There are lots of ways ethics reform could happen. Congress could force Supreme Court Justices to be accountable to the public by being more transparent, including by requiring more financial disclosure and television cameras in the courtroom. Congress could also reform its own role by requiring a Supreme Court vacancy to be filled within a specified span of time, eliminating the possibility of a repeat of Senate Majority Leader Mitch McConnell blocking the confirmation of Merrick Garland. And justices could have tighter requirements dictating when they need to recuse themselves from cases.
So, what do you think? Expand the court, enact term limits, pass ethics reform, or all three?



I am opposed to term limits.

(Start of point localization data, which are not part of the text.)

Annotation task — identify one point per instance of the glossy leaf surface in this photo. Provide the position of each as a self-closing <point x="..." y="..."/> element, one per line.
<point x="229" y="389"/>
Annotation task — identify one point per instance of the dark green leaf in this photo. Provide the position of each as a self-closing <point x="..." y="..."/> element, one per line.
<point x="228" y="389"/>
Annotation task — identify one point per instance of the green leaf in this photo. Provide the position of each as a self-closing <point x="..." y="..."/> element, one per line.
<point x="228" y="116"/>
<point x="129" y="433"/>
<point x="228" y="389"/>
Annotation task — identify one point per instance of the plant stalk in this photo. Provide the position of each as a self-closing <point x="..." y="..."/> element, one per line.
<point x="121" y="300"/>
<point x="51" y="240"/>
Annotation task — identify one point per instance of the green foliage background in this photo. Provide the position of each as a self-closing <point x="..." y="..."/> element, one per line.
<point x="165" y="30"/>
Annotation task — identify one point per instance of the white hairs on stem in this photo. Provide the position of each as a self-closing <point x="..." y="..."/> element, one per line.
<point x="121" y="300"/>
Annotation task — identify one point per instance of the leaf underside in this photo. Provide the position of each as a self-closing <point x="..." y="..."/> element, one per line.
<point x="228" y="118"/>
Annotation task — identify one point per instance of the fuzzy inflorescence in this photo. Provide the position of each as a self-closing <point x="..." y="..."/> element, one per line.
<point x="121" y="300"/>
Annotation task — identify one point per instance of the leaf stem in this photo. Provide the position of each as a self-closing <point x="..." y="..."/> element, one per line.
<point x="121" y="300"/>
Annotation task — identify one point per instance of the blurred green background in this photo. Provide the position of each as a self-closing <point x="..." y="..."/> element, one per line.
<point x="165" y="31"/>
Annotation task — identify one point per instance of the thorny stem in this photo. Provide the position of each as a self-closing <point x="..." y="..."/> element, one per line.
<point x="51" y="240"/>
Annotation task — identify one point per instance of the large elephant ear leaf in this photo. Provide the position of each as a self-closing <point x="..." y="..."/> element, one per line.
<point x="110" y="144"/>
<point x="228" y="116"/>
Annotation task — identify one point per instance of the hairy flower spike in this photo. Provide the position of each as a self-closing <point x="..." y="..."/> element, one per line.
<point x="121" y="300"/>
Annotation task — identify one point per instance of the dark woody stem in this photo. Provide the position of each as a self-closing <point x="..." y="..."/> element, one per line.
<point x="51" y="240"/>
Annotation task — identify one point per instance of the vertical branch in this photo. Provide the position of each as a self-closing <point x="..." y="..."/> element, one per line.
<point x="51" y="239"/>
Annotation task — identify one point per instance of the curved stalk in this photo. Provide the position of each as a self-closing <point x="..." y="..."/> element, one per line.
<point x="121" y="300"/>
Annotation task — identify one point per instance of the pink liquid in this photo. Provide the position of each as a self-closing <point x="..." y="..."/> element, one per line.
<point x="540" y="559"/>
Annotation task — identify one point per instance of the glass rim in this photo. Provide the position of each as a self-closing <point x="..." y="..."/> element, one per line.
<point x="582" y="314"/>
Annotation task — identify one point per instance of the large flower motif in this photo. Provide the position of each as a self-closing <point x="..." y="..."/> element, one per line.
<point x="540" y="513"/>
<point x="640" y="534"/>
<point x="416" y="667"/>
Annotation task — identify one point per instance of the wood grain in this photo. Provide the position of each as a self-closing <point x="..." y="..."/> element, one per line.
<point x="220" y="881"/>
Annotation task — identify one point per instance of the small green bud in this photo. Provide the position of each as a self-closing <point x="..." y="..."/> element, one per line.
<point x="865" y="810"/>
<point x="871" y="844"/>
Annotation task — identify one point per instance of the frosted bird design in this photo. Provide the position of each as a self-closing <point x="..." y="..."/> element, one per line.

If William O. Douglas had been subjected to term limits, his time would have expired around 1957. The problem here is NOT the “need” for rules and restrictions, but for appointing better people than have been appointed especially in recent years. Thomas, Scalia, Alito, Kavanaugh, Gorsuch and Barrett exemplify the kind of jurists who should not be on the bench. Thomas’ wife’s involvement in far-right groups strikes me as particularly dangerous.
Also term limits and high ethics standards (the higher the court the more stringent the ethics requirements should be).